Unthinking Thinking Like a Lawyer: the Struggle for Deference in Canada

This is the draft title of a book chapter I have prepared for a forthcoming collection on substantive review.

I have a draft of the chapter which I am happy to circulate to those who are interested in commenting on it. Feel free to email me: paul dot daly at umontreal dot ca.

Here is the abstract:

From their first exposure to law in university, through to their days in legal practice, lawyers understand that legal questions have ‘right answers’ which it is the role of legal experts to provide. Convincing judges that in some instances administrative decision-makers should be trusted to provide the answers is difficult. Affording curial deference requires judges to pull against the current of years of legal training.

It is no surprise then that in pursuing a deferential course to judicial review of interpretations of law, the Supreme Court of Canada has repeatedly been buffeted by traditionalist storms pushing it towards a more interventionist course. This even though the Court has been to the fore in recognizing that curial deference is compelled by the combination of legislative choice and relative institutional competence.

An early deferential approach was the concept of error of law within jurisdiction, but it was thwarted by a broad conception of jurisdictional error. Next, judges were admonished to exercise caution before identifying provisions as “jurisdictional”. Solely attitudinal in nature, this approach failed to shift the interventionist attitudes inculcated by law schools and years of legal practice.

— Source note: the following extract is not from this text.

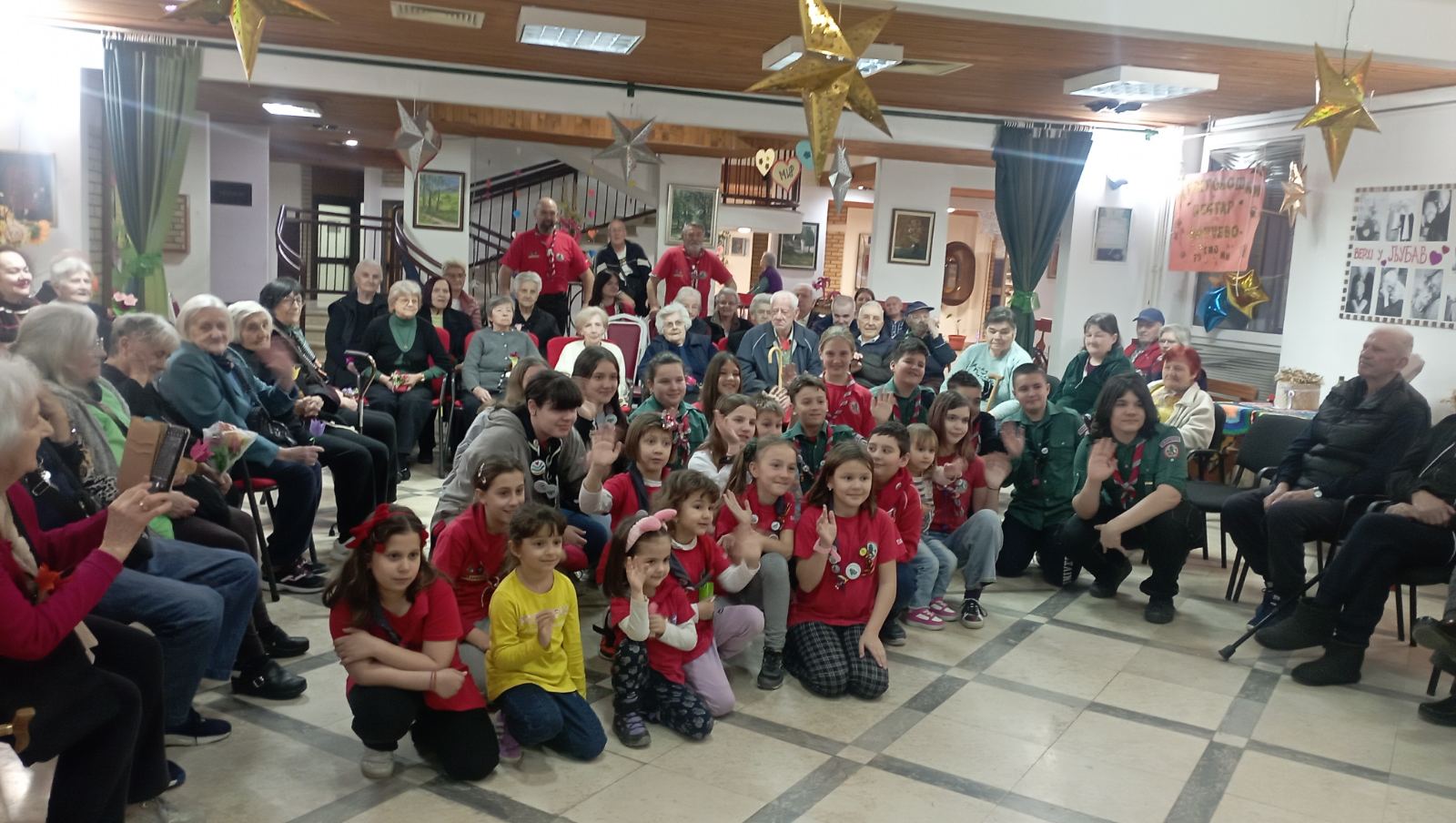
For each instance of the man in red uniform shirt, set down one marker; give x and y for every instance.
(551, 254)
(688, 266)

Hence the development of the “pragmatic and functional analysis”, a multi-factor test designed to require justification for judicial intervention in terms of legislative intent. Only those questions the legislature intended to reserve the courts should be treated as “jurisdictional”. Yet again, however, interventionist attitudes prevailed. Questions that would traditionally have been seen as jurisdictional had an almost magical capacity to attract judicial intervention, the multi-factor test notwithstanding. And these questions were sometimes “segmented”: the jurisdictional aspects of decisions were hived off and subjected to more intense scrutiny.

Now, the Court directs that interpretations of decision-makers’ home statutes should be overturned only if unreasonable. Even here, interventionist winds have blown courts off the deferential course charted by the Court. The reasonableness of administrative interpretations of law is adjudged by reference to judicial principles of statutory interpretation, such that little separates modern reasonableness review from prior interventionist approaches.

This content has been updated on June 11, 2014 at 09:45.